I really appreciate molecular mixology, but I will not be doing it anytime soon on a regular basis. I think that helped me place in the 42 Below comp in Miami -- i was one of around six people in a field of twenty-two that did not use molecular techniques. I used what I had, and that was some old-school bartending skills like communication and some storytelling ability, mixed with clean and sanitary presentation without too much flair. Congratulations on winning the local 42 Below finals and moving on to taking top three in nationals. Now you will get to represent the USA in the Cocktail World Cup in New Zealand. Tell us about the experience up to this point.
Life changing...to be able to say that I am on "Team USA," I wouldn't care if it was pine-wood derby racing -- being able to say that is so cool. I am really lucky to be on a team with two bartenders from two of the top cocktail bars in the country: Steve from Employees Only and Beckaly from Clyde Common in Portland, Oregon, who works with one of the greatest minds and personalities in the industry [Jeffrey Morgenthaler]. We have been communicating non-stop, coming up with recipes and performance pieces. I think that we are going to do well and our performances are going to be killer in New Zealand.
I have to admit that I am terrified of heights and I will be asked to bungie jump, and I am still deciding how I am going to get out of it. What are you in for in New Zealand? What are the plans?
To me, it is business first -- as dorky as that sounds. I am there to learn as much as possible and try to win. My buddy Mark Stoddard explained to me that three countries are tied over the history of the comp, each with two golds. The U.S. is one of those countries, so truth be told I want us to be the first with three golds in the Cocktail World Cup.
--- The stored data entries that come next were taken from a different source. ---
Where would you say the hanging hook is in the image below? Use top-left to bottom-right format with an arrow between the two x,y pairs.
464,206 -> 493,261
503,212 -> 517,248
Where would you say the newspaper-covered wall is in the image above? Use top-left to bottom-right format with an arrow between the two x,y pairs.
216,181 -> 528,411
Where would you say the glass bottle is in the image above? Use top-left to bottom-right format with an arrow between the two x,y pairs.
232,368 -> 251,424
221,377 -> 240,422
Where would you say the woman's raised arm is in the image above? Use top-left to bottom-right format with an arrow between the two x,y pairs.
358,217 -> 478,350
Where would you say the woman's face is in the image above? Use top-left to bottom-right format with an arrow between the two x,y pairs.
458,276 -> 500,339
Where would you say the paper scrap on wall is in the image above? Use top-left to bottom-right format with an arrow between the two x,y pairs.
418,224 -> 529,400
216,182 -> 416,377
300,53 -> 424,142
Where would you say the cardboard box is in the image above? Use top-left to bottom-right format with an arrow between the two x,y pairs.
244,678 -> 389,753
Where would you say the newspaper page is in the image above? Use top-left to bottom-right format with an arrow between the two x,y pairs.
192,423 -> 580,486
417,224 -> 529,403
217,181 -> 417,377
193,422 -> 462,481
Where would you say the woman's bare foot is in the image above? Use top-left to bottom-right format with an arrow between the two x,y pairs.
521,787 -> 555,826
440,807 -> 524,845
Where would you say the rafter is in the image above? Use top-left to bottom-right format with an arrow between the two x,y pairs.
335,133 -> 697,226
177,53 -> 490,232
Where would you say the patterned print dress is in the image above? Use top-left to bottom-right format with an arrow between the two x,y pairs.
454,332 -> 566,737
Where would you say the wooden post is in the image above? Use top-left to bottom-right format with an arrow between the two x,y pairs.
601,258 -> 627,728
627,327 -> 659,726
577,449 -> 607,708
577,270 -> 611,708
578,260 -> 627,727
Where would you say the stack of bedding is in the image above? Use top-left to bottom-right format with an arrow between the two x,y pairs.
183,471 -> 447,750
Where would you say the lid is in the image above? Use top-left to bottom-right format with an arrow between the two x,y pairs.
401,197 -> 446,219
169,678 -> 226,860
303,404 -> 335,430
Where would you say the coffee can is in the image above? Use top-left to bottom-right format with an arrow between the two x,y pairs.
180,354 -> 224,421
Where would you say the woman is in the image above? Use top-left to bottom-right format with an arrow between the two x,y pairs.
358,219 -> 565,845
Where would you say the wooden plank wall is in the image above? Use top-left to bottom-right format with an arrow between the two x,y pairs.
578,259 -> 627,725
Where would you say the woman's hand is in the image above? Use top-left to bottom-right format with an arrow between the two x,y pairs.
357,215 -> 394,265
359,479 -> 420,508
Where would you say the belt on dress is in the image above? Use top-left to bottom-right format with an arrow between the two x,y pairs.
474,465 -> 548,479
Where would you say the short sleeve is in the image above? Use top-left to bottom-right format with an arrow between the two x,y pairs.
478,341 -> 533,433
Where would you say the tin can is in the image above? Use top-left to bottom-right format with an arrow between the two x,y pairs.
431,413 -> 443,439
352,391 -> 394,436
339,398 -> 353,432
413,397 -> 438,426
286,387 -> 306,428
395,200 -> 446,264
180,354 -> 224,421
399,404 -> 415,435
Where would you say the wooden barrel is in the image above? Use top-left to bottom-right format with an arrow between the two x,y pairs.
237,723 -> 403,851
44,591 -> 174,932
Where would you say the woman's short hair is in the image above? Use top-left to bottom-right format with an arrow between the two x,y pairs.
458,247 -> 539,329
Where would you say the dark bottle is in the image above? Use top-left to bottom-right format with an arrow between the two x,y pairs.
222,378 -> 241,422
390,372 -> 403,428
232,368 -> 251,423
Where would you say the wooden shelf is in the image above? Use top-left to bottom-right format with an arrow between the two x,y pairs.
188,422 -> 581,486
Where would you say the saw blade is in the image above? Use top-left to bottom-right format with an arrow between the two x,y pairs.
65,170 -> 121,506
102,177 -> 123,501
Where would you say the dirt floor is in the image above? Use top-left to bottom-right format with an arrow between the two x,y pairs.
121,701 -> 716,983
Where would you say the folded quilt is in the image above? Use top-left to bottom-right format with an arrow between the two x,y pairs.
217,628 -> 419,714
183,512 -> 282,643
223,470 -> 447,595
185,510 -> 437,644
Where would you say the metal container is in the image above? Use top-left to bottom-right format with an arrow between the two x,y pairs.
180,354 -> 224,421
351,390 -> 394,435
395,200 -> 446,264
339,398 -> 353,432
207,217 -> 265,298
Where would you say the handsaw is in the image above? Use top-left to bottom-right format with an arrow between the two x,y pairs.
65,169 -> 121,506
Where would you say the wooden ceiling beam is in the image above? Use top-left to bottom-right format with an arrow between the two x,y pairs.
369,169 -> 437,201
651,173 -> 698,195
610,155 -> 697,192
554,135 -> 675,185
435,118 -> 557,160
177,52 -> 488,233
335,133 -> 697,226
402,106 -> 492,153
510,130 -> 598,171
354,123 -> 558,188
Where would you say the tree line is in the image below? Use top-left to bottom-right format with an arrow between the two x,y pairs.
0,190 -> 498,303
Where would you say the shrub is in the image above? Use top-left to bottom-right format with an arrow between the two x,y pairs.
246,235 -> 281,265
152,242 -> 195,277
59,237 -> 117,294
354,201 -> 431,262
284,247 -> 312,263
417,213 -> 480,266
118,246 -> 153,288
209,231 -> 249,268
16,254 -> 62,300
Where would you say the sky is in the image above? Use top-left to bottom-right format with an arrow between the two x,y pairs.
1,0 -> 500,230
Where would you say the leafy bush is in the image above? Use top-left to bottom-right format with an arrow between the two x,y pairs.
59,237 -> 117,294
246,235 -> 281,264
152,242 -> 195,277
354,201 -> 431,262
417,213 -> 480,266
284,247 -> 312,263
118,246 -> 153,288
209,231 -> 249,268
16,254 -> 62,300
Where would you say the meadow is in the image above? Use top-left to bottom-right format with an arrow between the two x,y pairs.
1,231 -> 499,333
What has driven, motivated you and influenced you over the course of your career? Service is the first thing I think of. I want to treat people right. Show them things that they have never thought about. With this comes learning and exploring with recipes and all other aspects of service. I love what I do and I want people to see that. I want to give guest an experience that they can't have somewhere else. You may be able to get a specific cocktail anywhere, but to have someone make your day better while you are sitting at their bar -- that is what bartending should be all about. Right now I mainly work with training our staff, and the first thing I want to instill in them is service. What's your spirit animal?
Funny you should ask... I am a bit crazy and actually took a workshop six months ago on Shamanism in Boulder. My spirit animal is a Grizzly; he is pretty chill. We hang on the beach and talk around a campfire. He gives pretty good advice. Can you share your winning recipe with us?
Hell, no. Actually, yes I can:
1.5 oz. 42 Below Honey 1 oz. Honey vanilla chamomile tea .5 oz. lime juice .75 oz. rhubarb honey white vinegar syrup 1 bar spoon of Art of the Age Rhuby .25 oz. cream
Shake all ingredients, strain into a chilled cocktail glass.
Garnished with a Ken Kody's-made vanilla sugar wafer topped with rhubarb jam!
Best of luck to Ken: Bring home that gold and let's have a drink when you get back!